Carley acquired a hearing disability a couple of months after she was born, which has generated obstacles for her throughout her life. But despite the hearing difficulty, she says, “There’s been challenges, but nothing I couldn’t handle.”
Concerning her new challenge? She plans on studying pre-medicine at Wake Forest University.
“I proved them wrong,” said Ryan Flood. “Through hard work, I proved them wrong.”
At eight months old, Ryan developed bacterial meningitis, a dangerous neurological infection that can induce major complications, such as brain damage, hearing loss, and learning disabilities. In some cases, it can be fatal.
For Ryan, the infection left him with hearing loss in both ears, which required hearing aids, and with mild cerebral palsy, which forced him to wear leg braces into his intermediate school years.
Despite the challenges, Ryan excelled as a Poquoson High School student, completing Advanced Placement Calculus and U.S. History along with other difficult courses.
Ryan will be studying kinesiology at James Madison University as part of his plan to become a physical therapist.
“I remember the therapists helping me, and I knew that was something that I wanted to do,” Ryan said. “I want to graduate and open a physical therapy practice with my brother.”
With a four-year-old named Freddie, who is profoundly deaf in one ear and moderately deaf in the other, mother Sarah Ivermee understands from experience the challenges in trying to get kids to wear their hearing aids.
And as Sarah met more people with children who had hearing aids, she realized that a great number of kids were ashamed to wear them and resented being different.
So this got her thinking, and, with her husband’s assistance, she founded her own business, named Lugs, that makes hearing aids stylish for kids.
Present designs include Batman, Toy Story, Minions, Hello Kitty, butterflies, Star Wars, Spiderman, and more.
Now, Freddie not only likes wearing his hearing aids, but his brother would like a pair too—and he’s not even hard of hearing!
“When I was teaching climbing school, I sometimes would have to ask a client to repeat a question,” Win Whittaker said. “It started to become very noticeable.”
Win is privileged to have turned three of his passions—mountaineering, music, and movies—into a prosperous career. But by pursuing three vocations that all require healthy hearing, hearing loss could have been career-ending.
Instead of throwing in the towel, Win worked with a local hearing care professional to obtain a pair of hearing aids that would match the intense needs of a mountain guide. The solution: an innovative pair of digital hearing aids with several key features.
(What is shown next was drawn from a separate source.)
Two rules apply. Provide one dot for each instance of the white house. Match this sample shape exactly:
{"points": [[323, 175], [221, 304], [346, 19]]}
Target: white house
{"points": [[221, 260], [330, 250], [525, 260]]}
Win figured out that he could control his hearing aids with his phone or watch, take phone calls, listen to music, and minimize wind noise, all while hearing the sounds he had been missing out on for years.
Concerning the stigma connected to a 49-year-old wearing hearing aids? Rather than deciding to be discreet, Win’s hearing aids are “Monza Red,” the flashiest of the 14 available colors.
“I’m flaunting them,” he said with a laugh.